Dear Dating Coach,
I am engaged to a wonderful girl and we are both looking forward to building a life together. I will be learning in kollel for the time being and we will be on a strict budget. We have been searching for an apartment and I don’t care what they look like at all. I’m a simple guy and a roof over our heads is all I need. My kallah, however, is looking for some fancier specifics – like a dishwasher, lots of sunlight, and enough closet space. I am getting worried that she will be unreasonable and picky not only in choosing where we live, but in general. Is this something I need to address now?

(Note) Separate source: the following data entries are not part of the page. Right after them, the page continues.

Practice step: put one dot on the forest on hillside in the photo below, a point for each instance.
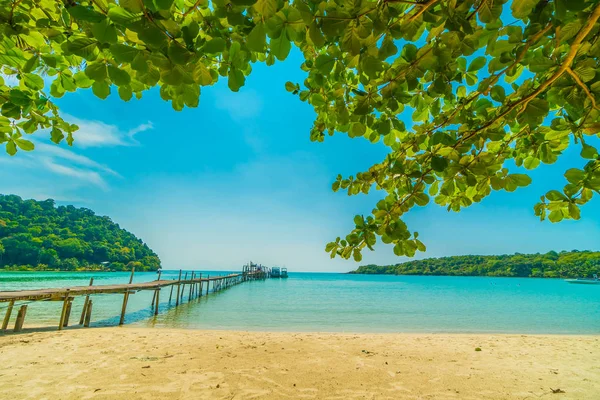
(566, 264)
(37, 235)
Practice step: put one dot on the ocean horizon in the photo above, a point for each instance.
(336, 302)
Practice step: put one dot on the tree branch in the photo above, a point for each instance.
(584, 87)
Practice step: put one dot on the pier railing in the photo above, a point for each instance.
(196, 285)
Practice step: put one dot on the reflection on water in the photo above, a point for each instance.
(339, 302)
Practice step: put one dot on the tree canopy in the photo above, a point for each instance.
(462, 92)
(566, 264)
(36, 235)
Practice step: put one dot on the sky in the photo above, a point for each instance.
(238, 179)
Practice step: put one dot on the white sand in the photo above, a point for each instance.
(143, 363)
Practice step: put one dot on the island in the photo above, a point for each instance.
(39, 236)
(564, 264)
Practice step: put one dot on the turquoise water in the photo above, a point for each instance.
(341, 303)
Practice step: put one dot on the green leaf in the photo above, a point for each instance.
(357, 255)
(281, 47)
(97, 71)
(257, 38)
(421, 199)
(123, 53)
(11, 148)
(243, 2)
(589, 152)
(574, 211)
(555, 195)
(118, 76)
(84, 47)
(520, 179)
(105, 32)
(585, 73)
(325, 63)
(101, 89)
(56, 135)
(125, 93)
(575, 175)
(556, 216)
(236, 79)
(153, 37)
(537, 107)
(266, 8)
(123, 17)
(33, 81)
(316, 36)
(24, 144)
(531, 162)
(290, 86)
(178, 54)
(477, 64)
(216, 45)
(497, 93)
(202, 75)
(88, 14)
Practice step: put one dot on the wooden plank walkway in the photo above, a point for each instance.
(60, 293)
(195, 287)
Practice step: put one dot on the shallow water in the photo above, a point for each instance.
(341, 303)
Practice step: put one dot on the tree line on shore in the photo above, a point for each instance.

My nephew is a superhero. Forget the Hulk, he’s the Heat. No matter the weather, he never feels cold. Bring on the snow, bring on the ice, and Mother Nature has nothing on him. He laughs at sweaters, he shuns a coat, and feels perfectly comfortable in a gusty gale. His family bundles up on cold days and are grateful for their mittens and the warmth of a thick scarf. The Heat might gamely suit up for the cold, but quickly sheds those layers like kryptonite. He often wonders why those around him must be bogged down by all that insulation. But not everyone can be a superhero, I guess.
We Make a Living…
Mazel tov on your engagement! The time leading up to a wedding can be both exciting and confusing. There are details to work out as you work on the concrete plans that you must set for your future. You need a place to live and that entails apartment hunting and learning even more about your individual needs. You suggest that since you have no specific needs other than a “roof over your head,” your kallah might be more high maintenance that you thought. You worry now that this might precipitate a life with someone who might be hard to please in other areas as well.
By What We Get…
Take a breath. It’s time to reevaluate your motivation and approach to your kallah and your entire future together. Your non-existent expectations for a home do not make her basic expectations unreasonable. To even hint that this makes her “choosy” or “difficult to please” only highlights your self-focus. Your position makes you unusual, as most people do have hopes and opinions for their homes. She seems to be asking for simple wants that most apartment hunters look for. She is not asking for imported tile, heated floors, or red knobs on her oven. She wants light, a sufficient place to put her clothes, and a dishwasher; all very uncomplicated and universally appreciated.
We Make a Life…
Instead, take a moment to reflect on your quick jump to judgment as soon as she made a request. This approach can hurt your relationship and marriage going forward. I humbly suggest that you work to change this mindset. You are not the benchmark for what is right, and all of her decisions cannot be measured by your viewpoint alone. The time to see past your own arbitrary opinion is now. It is vital that you reexamine your narrow-minded assessment and your inability to consider your kallah’s wants and needs.
By What We Give.
Going forward, if you are ever concerned about something your kallah says, ask her about it. Consider your tone and your language before speaking and her answer will likely alleviate your fears. Moreover, even if your future spouse would make a request for something “extravagant,” a conversation is always the way to go. Come from a place of generosity and respect in all of your future joint decisions to ensure a peaceful home, and leave the superhero costume in your walk-in closet.